The project started last year with a small group of concerned citizens meeting weekly to discuss how the town could revitalize the downtown and increase its population base. One of those concerned citizens was David Ganong, executive vice-chair of Ganong.
“The objective is to attract both active retirees and mobile young professionals. St. Stephen offers a relaxing, friendly small town environment for people wishing to move from busy big city life to a cost effective, attractive community with a large variety of outdoor activities like the adjacent Ganong Nature Park and the Garcelon Civic Center,” Ganong told Huddle, via email.
“For both active retirees and young professionals, St. Stephen is ‘the Middle of Everywhere’ being on the border, next to the twinned Highway 1 and an hour and a half drive to three commercial airports in two countries.”
Ganong says there are over 40 volunteers involved in the project, including members from the St. Stephen Chamber of Commerce, the St. Stephen Business Improvement Association, the St. Stephen Development Board and municipal government. The group is in the process of integrating a full time president to coordinate the initiative, but Ganong says lots of development is already underway. Projects on the go include a new restaurant in the downtown railway station, a new Pita Pit coming to Milltown Boulevard and a new Irving Gas Bar, Burger King and Kentucky Fried Chicken being constructed by Highway 1. They are also getting a Giant Tiger slated to open in June. That’s just the beginning.

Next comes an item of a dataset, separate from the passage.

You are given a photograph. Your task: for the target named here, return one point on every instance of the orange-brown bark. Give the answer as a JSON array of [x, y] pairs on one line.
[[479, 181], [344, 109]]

“The town council has also purchased three derelict buildings to be taken down to improve the streetscape and open up land for new development on King Street,” Ganong said. “And a further three buildings along the water front to become a new multi-purpose building with retail and apartments overlooking the St. Croix River and the U.S.A.”
A Picaroons brewery is also opening in the downtown railway station. It was an idea that owner Sean Dunbar has been floating around for a while, so when he was approached by David Ganong about it, he jumped at the chance.
“It’s an invitation from a group of citizens who have no real interest in the project other than making their town and region better, so it’s a really cool way to be invited in,” Dunbar said. “When you have the internal momentum it’s just easy to go with that whole thing. Small breweries all over North America and all over the world have proven to be weird little businesses that liven up small towns.”
Having the private sector and community members working together to spur development is a model Dunbar said he’s confident will work. With his company also working on new projects in Saint John and Fredericton, community building something they are trying to do as well.
“I hope it’s part of the answer for building towns and cities in New Brunswick… Most businesses try to build their communities,” he said. “It’s not new; it’s the motivation for businesses locating in places. We don’t locate places because we want cheap labour. We don’t go because we’re getting subsidies. We go because we believe in the communities and our employees want to live in those communities.”
As for long-established businesses working alongside the new, Dunbar says there needs to be more of that. It’s a small province and we should start acting like it.
“The connectivity is there that somebody like me can get a call from somebody like David Ganong who’s from one of our founding business families and we can have a conversation and work on the project together,” he said. “That can be happening all over the place. Those sort of connections are possible in New Brunswick and I don’t think we take advantage of it quite enough.”
Ganong says collaboration is key for Future St. Stephen’s success.
“The success of the aggressive Future St. Stephen initiative will only happen if the entire community is working together with the support of the business community and governments,” Ganong said. “Except for the property purchases all current investment has been from private sector sources.”